I want to impute the mean of a feature but only calculate the mean based off other examples that have the same category/nominal value in another column and I was wondering if this was possible using scikit-learn's Imputer class? It would just make it easier to add into a pipeline that way.
For example:
Using the Titanic dataset from kaggle: source
How would I go about imputing the mean fare
per pclass
. The thinking behind it being that people in different classes would have large differences in cost between tickets.
Update: After discussion with some people, the phrase I should have used was "imputing the mean within class".
I've looked into Vivek's comment below and will construct a generic pipeline function when I get time to do what I want :) I have a good idea of how to do it and will post as an answer when it's finished.
So below is a pretty simple approach to my question that was just meant to handle the means of things. A more robust implementation would probably involve utilising the Imputer class from scikit learn which would mean it could also do mode, median, etc. and would be better at dealing with sparse/dense matrices.
This is based on Vivek Kumar's comment on the original question which suggested splitting the data into stacks and imputing it that way then re-assembling them.
import numpy as np
from sklearn.base import BaseEstimator, TransformerMixin
class WithinClassMeanImputer(BaseEstimator, TransformerMixin):
def __init__(self, replace_col_index, class_col_index = None, missing_values=np.nan):
self.missing_values = missing_values
self.replace_col_index = replace_col_index
self.y = None
self.class_col_index = class_col_index
def fit(self, X, y = None):
self.y = y
return self
def transform(self, X):
y = self.y
classes = np.unique(y)
stacks = []
if len(X) > 1 and len(self.y) = len(X):
if( self.class_col_index == None ):
# If we're using the dependent variable
for aclass in classes:
with_missing = X[(y == aclass) &
(X[:, self.replace_col_index] == self.missing_values)]
without_missing = X[(y == aclass) &
(X[:, self.replace_col_index] != self.missing_values)]
column = without_missing[:, self.replace_col_index]

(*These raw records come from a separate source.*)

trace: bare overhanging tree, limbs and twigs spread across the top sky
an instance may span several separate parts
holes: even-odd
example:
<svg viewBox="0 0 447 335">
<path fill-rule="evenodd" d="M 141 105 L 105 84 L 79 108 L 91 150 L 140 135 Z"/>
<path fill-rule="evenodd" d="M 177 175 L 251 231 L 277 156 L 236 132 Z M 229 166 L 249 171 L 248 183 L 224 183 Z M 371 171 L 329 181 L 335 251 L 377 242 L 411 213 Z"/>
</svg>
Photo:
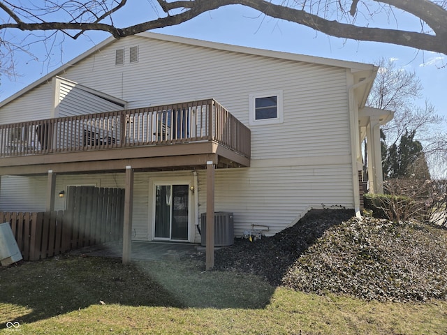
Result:
<svg viewBox="0 0 447 335">
<path fill-rule="evenodd" d="M 209 10 L 239 4 L 270 17 L 303 24 L 330 36 L 353 40 L 369 40 L 414 47 L 447 54 L 447 1 L 428 0 L 152 0 L 154 20 L 129 27 L 116 27 L 115 14 L 128 6 L 126 0 L 47 0 L 0 1 L 0 9 L 8 20 L 0 31 L 63 31 L 78 38 L 85 31 L 108 31 L 116 38 L 151 29 L 180 24 Z M 418 18 L 414 31 L 399 29 L 399 17 Z M 376 17 L 385 17 L 387 26 L 373 27 Z M 149 16 L 149 15 L 148 15 Z M 4 40 L 3 40 L 4 42 Z"/>
</svg>

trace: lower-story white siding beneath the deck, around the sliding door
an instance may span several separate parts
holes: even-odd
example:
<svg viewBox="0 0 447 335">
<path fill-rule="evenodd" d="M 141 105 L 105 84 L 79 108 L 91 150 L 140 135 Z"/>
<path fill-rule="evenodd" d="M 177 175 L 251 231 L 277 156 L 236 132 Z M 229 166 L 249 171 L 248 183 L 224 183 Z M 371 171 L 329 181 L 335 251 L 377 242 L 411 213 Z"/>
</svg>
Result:
<svg viewBox="0 0 447 335">
<path fill-rule="evenodd" d="M 272 235 L 297 221 L 309 207 L 337 205 L 351 208 L 349 171 L 347 164 L 217 170 L 215 209 L 233 212 L 236 237 L 242 237 L 244 231 L 251 230 L 252 224 L 268 226 L 270 230 L 265 233 Z M 149 240 L 152 237 L 152 203 L 149 203 L 152 190 L 149 190 L 149 181 L 182 176 L 190 179 L 192 184 L 191 171 L 135 173 L 132 239 Z M 196 242 L 200 241 L 196 222 L 199 222 L 201 213 L 206 213 L 206 184 L 206 172 L 199 171 L 198 189 L 191 197 L 191 201 L 196 201 L 198 196 L 199 204 L 198 213 L 191 215 L 190 225 Z M 66 190 L 68 185 L 124 188 L 124 173 L 59 175 L 56 194 Z M 46 187 L 46 176 L 2 177 L 0 210 L 45 211 Z M 64 209 L 65 202 L 66 198 L 56 197 L 55 209 Z"/>
</svg>

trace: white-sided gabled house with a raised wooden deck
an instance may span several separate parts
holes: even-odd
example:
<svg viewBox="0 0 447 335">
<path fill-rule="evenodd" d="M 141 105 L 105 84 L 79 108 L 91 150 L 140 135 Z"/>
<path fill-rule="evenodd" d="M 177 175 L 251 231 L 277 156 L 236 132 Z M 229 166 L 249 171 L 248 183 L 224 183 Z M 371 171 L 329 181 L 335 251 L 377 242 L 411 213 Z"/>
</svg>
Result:
<svg viewBox="0 0 447 335">
<path fill-rule="evenodd" d="M 275 234 L 382 191 L 378 68 L 143 33 L 108 38 L 0 103 L 0 211 L 64 209 L 68 186 L 126 189 L 130 239 L 199 242 L 200 219 Z M 209 219 L 208 219 L 209 218 Z M 212 246 L 211 238 L 208 246 Z M 212 256 L 210 256 L 212 257 Z M 212 260 L 210 260 L 212 262 Z"/>
</svg>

# Calculate mean from examples without missing values
mean = np.mean(column[without_missing[:, self.replace_col_index] != self.missing_values])
# Broadcast mean to all missing values
with_missing[:, self.replace_col_index] = mean
stacks.append(np.concatenate((with_missing, without_missing)))
else:
# If we're using nominal values within a binarised feature (i.e. the classes
# are unique values within a nominal column - e.g. sex)
for aclass in classes:
with_missing = X[(X[:, self.class_col_index] == aclass) &
(X[:, self.replace_col_index] == self.missing_values)]
without_missing = X[(X[:, self.class_col_index] == aclass) &
(X[:, self.replace_col_index] != self.missing_values)]
column = without_missing[:, self.replace_col_index]
# Calculate mean from examples without missing values
mean = np.mean(column[without_missing[:, self.replace_col_index] != self.missing_values])
# Broadcast mean to all missing values
with_missing[:, self.replace_col_index] = mean
stacks.append(np.concatenate((with_missing, without_missing)))
if len(stacks) > 1 :
# Reassemble our stacks of values
X = np.concatenate(stacks)
return X